Lou entoura les épaules d’Elise. Alors qu’elle était en train de se faire « rincer » au champagne par un joli cœur à paroles, elle avait gardé un œil sur son amie et avait décelé cette petit lueur qu’elle connaissait si bien traverser les yeux d’Elise, cette lueur qui éteignait son regard si vite qu’elle semblait n’être plus que son propre fantôme.

« C’est Mathis ? »

« Mouais… » l

« Viens, on va dehors fumer une clope ! »

A quatre heures du matin, la rue est toujours un spectacle à ciel ouvert où chacun avait un rôle à jouer. Et ce soir-là, Elise et Lou avaient le rôle des filles convoitées. « N’est pas catin qui veut »

Alors qu’Elise allait sombrer dans une de ses névroses qui s’invite toujours sans prévenir, elle venait de croiser le regard d’un homme qui venait de lui révéler le sens de la vie. C’est ce qu’elle venait de chuchoter à Lou. Spiritualité à l’éthanol.

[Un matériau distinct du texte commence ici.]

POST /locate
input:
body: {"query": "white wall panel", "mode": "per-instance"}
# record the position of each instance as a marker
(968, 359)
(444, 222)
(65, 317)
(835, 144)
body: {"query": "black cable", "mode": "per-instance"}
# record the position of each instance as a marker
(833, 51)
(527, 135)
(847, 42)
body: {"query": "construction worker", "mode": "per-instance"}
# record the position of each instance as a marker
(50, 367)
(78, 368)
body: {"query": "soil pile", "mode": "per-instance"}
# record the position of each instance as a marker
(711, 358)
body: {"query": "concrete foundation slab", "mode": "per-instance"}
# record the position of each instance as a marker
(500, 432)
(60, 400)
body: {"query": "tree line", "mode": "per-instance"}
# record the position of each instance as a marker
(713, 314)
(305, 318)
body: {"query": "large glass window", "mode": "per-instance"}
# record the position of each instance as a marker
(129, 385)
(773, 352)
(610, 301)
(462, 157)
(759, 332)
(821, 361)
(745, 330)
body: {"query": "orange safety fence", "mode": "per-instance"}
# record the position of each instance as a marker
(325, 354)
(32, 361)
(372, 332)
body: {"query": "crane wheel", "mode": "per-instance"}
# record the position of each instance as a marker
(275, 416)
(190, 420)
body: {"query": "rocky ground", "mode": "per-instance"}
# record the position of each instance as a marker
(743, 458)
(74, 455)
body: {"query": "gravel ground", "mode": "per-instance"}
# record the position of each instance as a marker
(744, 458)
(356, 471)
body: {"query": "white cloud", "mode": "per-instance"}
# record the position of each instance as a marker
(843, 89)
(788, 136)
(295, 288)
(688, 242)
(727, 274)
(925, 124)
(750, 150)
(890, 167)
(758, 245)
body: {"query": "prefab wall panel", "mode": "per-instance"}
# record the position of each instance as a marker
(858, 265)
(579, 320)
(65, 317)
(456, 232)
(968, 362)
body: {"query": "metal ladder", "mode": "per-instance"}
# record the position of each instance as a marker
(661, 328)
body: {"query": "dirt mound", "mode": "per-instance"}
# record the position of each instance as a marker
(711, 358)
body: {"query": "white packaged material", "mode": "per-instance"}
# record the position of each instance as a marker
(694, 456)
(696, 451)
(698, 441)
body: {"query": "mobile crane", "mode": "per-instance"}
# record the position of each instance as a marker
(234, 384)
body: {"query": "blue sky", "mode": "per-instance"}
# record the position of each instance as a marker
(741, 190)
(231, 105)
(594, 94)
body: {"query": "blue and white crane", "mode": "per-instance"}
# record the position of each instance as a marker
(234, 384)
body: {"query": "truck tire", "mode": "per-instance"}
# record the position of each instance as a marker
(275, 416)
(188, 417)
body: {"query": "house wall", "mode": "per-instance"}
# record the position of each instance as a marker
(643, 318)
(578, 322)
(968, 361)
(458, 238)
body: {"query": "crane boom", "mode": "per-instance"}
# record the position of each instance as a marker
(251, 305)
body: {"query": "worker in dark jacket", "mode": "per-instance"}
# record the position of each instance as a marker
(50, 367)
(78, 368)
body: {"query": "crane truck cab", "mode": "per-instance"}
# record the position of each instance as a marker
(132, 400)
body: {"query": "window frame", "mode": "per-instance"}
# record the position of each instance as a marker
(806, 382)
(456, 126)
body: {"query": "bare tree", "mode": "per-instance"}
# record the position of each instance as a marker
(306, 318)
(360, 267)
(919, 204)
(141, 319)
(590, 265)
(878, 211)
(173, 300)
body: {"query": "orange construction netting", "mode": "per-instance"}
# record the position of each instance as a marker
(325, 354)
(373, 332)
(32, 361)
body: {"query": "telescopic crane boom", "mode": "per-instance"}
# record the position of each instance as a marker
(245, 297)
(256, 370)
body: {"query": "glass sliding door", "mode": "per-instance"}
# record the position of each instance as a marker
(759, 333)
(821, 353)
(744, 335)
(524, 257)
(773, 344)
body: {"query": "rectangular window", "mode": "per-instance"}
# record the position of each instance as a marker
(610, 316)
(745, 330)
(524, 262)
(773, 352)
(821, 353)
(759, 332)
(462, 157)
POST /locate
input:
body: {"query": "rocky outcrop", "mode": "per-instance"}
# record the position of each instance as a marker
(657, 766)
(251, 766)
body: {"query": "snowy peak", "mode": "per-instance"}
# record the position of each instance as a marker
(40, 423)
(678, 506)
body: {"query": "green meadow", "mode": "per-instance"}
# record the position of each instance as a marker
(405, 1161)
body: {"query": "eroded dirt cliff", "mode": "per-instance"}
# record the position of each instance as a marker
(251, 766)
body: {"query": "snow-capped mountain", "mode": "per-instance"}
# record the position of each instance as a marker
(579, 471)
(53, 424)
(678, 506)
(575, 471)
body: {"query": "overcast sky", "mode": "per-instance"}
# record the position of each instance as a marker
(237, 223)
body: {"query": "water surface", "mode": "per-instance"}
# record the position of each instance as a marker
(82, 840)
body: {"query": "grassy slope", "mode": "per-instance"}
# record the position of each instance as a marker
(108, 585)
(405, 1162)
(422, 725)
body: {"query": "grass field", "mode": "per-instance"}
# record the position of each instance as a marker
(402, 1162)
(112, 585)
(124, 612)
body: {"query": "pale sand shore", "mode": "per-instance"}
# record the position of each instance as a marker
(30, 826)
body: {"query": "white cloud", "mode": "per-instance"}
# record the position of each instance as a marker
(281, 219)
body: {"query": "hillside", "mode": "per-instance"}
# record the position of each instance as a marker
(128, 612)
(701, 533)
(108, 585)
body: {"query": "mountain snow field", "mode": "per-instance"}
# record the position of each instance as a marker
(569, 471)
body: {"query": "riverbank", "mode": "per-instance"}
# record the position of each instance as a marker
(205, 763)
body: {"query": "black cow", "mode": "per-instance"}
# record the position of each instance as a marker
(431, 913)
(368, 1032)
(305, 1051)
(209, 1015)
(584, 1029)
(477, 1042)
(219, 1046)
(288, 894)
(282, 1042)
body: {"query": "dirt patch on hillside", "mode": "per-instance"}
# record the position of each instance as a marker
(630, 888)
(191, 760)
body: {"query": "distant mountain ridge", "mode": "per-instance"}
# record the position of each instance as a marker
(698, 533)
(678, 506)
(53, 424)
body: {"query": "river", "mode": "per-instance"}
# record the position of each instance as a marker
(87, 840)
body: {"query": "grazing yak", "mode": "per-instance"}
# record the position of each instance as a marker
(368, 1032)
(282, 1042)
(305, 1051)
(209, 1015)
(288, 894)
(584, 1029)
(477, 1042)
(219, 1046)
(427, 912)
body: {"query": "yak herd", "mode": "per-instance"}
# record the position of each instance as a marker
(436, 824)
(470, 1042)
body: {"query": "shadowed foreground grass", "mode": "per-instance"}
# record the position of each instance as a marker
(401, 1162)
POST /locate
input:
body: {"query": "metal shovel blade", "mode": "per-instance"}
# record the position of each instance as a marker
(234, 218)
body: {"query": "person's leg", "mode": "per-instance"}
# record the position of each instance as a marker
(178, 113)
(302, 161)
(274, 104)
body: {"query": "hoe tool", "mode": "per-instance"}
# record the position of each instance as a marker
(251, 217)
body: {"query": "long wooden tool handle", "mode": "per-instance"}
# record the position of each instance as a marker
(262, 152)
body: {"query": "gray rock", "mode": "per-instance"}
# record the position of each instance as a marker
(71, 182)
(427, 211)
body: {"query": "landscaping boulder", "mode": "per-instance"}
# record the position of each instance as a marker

Elise et Lou étaient des jeunes femmes très différentes. Lou était une petite blonde, très mutine avec des yeux féériques, comme si elle avait toujours une petite étoile au coin de la pupille. Elle avait la classe des petites choses fragiles et élégantes. Lou était une fille pudique, qui imprégnait toujours les hommes avec sa douceur.

Quant à Elise, c’était tout l’inverse. Elle était grande et tout en courbes, pas timide pour un sou et plutôt exubérante.

Chacune d’elle attirait un type de mec différent et à nouveau, ce soir, cela se vérifiait.

Adossé contre un mur, un jeune homme, un peu dandy dévisageait Lou du coin de l’œil. Abracadabra, Lou était déjà sous le charme! Il s’appelait « Jim ». Il était serveur dans un bar branché du centre ville. Elise comprit vite que Jim avait pris la place de la Target n°1.

Il n’avait pas encore détrôné Adam, la Target n°0 de Lou. Adam était un ami d’Elise. Elle les avait présentés lors d'une soirée et Lou avait succombé à son charisme de séducteur. Sauf que, bien évidemment, le fan-club féminin d’Adam avait vite refroidi Lou. L’histoire était donc en « stand-by ».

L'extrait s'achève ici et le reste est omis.